Working characteristics

These foods behave in distinctive ways when prepared and cooked, and the exam often tests these properties.

Gelatinisation
When starch (for example flour or cornflour) is heated in liquid, the starch grains absorb the liquid, swell and burst at about 80 to 90 degrees Celsius, thickening the mixture. This is how a roux or a cornflour sauce thickens.
Gluten formation
When water is added to wheat flour and the dough is worked, the proteins form gluten, an elastic network that traps gas and gives bread and pastry their structure. Strong flour has more protein, so it forms more gluten, which is why it is used for bread.
Dextrinisation
When starchy food is cooked with dry heat (toasting bread, baking a crust), the starch on the surface browns and changes flavour. This is why toast and bread crusts turn golden.

Storing these foods

  • Flour and dried cereals: keep cool, dry and in a sealed container to keep out moisture and pests, and use within the date mark.
  • Bread: store in a bread bin or sealed bag at room temperature, or freeze; do not keep bread in the fridge, as it goes stale faster.
  • Potatoes: keep cool, dark and dry (a paper sack, not plastic), away from light. Light turns potatoes green and produces a bitter, slightly toxic substance, so green parts should be cut away.

Exam-style practice questions

Practice questions written in the style of WJEC exam questions on this dot point, with worked answer explainers. The year tag is the paper they imitate, not the source.

WJEC style6 marksExplain why starchy carbohydrate foods such as bread, rice, pasta and potatoes should make up the largest part of a healthy diet.
Show worked answer →

A 6-mark extended question. Mark it for clear nutritional reasons linked to a healthy diet, not just a list of foods.

Starchy foods are the main source of energy in the diet, releasing glucose for the body to use. They are the largest section of the Eatwell Guide, so they should fill about a third of the plate at each meal. Wholegrain versions are high in dietary fibre (NSP), which keeps the digestive system healthy, helps prevent constipation and bowel disease, and helps you feel full so you are less likely to overeat. They are filling but relatively low in fat, so they help control energy intake and a healthy weight. They also provide B vitamins for releasing energy and, in wholegrains, some iron and other minerals.

A top answer links starchy carbohydrate to energy, to the Eatwell Guide proportion, to fibre and its benefits, and to weight control. Reward the precise idea that choosing wholegrain increases fibre and micronutrients.

WJEC style3 marksDescribe how the gluten in wheat flour helps bread to rise.
Show worked answer →

A 3-mark explanation about a working characteristic of flour.
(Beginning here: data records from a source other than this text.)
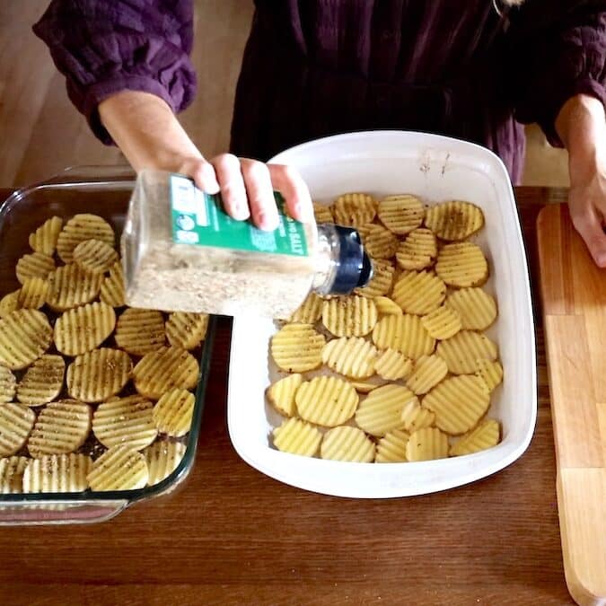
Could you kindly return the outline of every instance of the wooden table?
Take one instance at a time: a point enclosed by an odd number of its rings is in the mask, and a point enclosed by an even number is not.
[[[223,321],[183,487],[102,524],[0,529],[0,603],[570,603],[535,242],[540,208],[566,191],[516,195],[535,296],[539,415],[515,463],[470,486],[388,500],[324,496],[267,478],[227,435]]]

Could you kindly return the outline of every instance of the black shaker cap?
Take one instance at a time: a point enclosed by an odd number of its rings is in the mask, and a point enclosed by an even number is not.
[[[339,250],[331,294],[349,294],[365,286],[373,277],[373,261],[364,249],[360,234],[351,227],[335,225]]]

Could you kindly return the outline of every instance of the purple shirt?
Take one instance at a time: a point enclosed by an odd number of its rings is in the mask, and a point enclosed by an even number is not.
[[[499,4],[497,2],[497,4]],[[238,81],[232,151],[268,159],[290,145],[372,128],[475,141],[521,176],[520,123],[554,121],[584,92],[606,103],[606,0],[257,0]],[[93,132],[124,89],[191,101],[190,0],[54,0],[34,31]]]

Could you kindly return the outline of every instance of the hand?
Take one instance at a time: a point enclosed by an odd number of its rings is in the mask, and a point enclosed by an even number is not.
[[[556,129],[568,150],[568,207],[596,265],[606,268],[606,119],[602,102],[575,95],[562,107]]]
[[[278,225],[275,189],[284,197],[293,218],[308,222],[313,216],[307,186],[290,166],[222,154],[209,161],[202,156],[186,159],[176,170],[192,177],[196,185],[209,194],[221,191],[228,215],[241,221],[252,215],[260,229],[274,230]]]
[[[580,164],[571,163],[568,207],[595,264],[606,268],[606,149]]]
[[[306,222],[313,217],[310,193],[297,171],[231,154],[206,160],[171,108],[155,95],[123,91],[100,103],[99,115],[136,171],[154,168],[180,172],[207,193],[221,191],[225,210],[234,219],[252,215],[260,229],[276,229],[274,189],[284,197],[293,218]]]

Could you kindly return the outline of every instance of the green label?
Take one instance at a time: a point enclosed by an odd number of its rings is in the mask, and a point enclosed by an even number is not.
[[[178,244],[273,252],[307,257],[307,240],[302,223],[287,216],[284,198],[274,192],[279,225],[264,232],[250,221],[236,221],[224,210],[219,194],[206,194],[188,177],[169,177],[172,242]]]

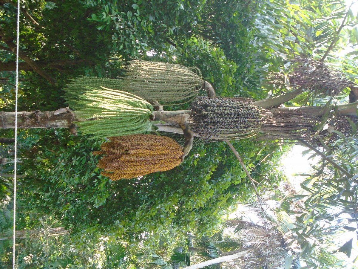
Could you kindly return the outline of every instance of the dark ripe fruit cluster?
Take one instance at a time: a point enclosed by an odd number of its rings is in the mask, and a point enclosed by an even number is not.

When water is added to strong wheat flour and the dough is kneaded, two proteins (glutenin and gliadin) form gluten, an elastic, stretchy network. As the yeast produces carbon dioxide gas, the gluten stretches and traps the bubbles, so the dough rises. During baking the heat sets (coagulates) the gluten, so the risen structure becomes firm and holds its shape.

Markers reward: gluten forms from protein when water is added and the dough is worked; it is elastic and traps the carbon dioxide; and the heat sets it so the loaf keeps its shape. Strong flour is used because it has more protein and so forms more gluten.